At this midnight service, and at other times, people are given the Christian myth, and given the breadth of it, and given an insight, even permission, to search. However, people are resilient, and, just as with rites of passage, they put their own interpretations on to their observances.
There is more similarity than difference between popular observant Christianity and Hinduism than some may think, and I would suggest that Christ functions as a kind of Krishna.
There is Baby Krishna, and there is a naughty teenager Krishna (he steals the clothes of the local bathing girls) and there is the adult, principled Krishna in dialogue with Arjuna, and the adult says, "Do it." At every stage Krishna is in contact with the heavens and the ultimate, because he manifests the ultimate.
A clue to this was provided by one of my pub friends on Tuesday this week, who is a Methodist and is raising her nearly three year old child with a consciousness of Christianity. She has said to him, and I quote accurately, "It is Jees... it is Baby Jesus's birthday."

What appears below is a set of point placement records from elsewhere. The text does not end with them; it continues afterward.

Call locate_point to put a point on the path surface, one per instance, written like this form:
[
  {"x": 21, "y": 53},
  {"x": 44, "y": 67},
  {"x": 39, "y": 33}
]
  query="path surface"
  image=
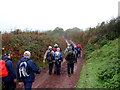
[{"x": 44, "y": 80}]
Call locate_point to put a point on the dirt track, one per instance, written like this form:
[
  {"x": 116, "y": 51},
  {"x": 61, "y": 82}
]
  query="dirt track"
[{"x": 44, "y": 80}]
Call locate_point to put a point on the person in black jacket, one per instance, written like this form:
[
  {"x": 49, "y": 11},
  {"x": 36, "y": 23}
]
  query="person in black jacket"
[
  {"x": 27, "y": 77},
  {"x": 71, "y": 59},
  {"x": 49, "y": 58},
  {"x": 9, "y": 82}
]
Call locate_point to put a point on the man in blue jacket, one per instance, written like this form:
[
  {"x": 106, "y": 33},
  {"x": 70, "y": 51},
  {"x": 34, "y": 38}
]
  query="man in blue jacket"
[
  {"x": 25, "y": 71},
  {"x": 9, "y": 82}
]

In other words, it is not Jesus's birthday, but Baby Jesus's birthday, and just like Krishna at one stage, what is being celebrated here is the divinity of the Universal Baby.
Christians may examine Luke's lowly account of a birth hardly noticed after an unhistorical walk to Bethlehem, and compare and contrast Matthew's grander fiction including the visit of apparent Zoroastrians (or whoever) from beyond looking at the night sky. They might then add John's first born of creation account, afterwards. But what the visitors do is combine them all together, and produce the Universal Baby, a Baby that is divine and a baby that tells us something about us.

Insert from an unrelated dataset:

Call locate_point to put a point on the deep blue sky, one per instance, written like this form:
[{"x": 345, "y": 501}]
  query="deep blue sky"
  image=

The story of the birth of Baby Jesus is the story that affirms our own having sex and reproducing personalities who continue us, humankind. This baby is a fully formed baby, like Krishna was a fully formed baby (who yet as a child opened his mouth filled with mud and the whole universe was seen).
Now of course Jesus was a real person, a teaching, preaching and healing itinerant rabbi, but the birth narratives are, by any reasonable examination, constructions of the early Church using existing scriptures that create important messages about the coming of the Messiah, the central person who would soon do the work of God and bring in a transformed reality, a liberated reality. But the myth of the birth, conflated and told, works at this different and ever repeating level.
In other words, a linear myth, drawn from Judaism and time that began and will end, becomes a circular or spiral myth of the ever repeating essence of humankind, the value of humankind and the place of us in what is important about us. More than this, this myth of humankind draws in the animals as company, and is virtually held in the outdoors.
And of course, it is but a small extension to see not just hope in the small child that is everyone and draws in the creatures, but life in the greenery still around us and life in the days that now get longer and will prod the new growth of the ever coming seasons.
Advent, then, may be a season for Christians to contemplate; but Christmas is a season for everyone.
With such a thought, I wish all the people who come by this sometimes cynical, sometimes stupid, sometimes thinking-through, blog, a Very Happy Christmas.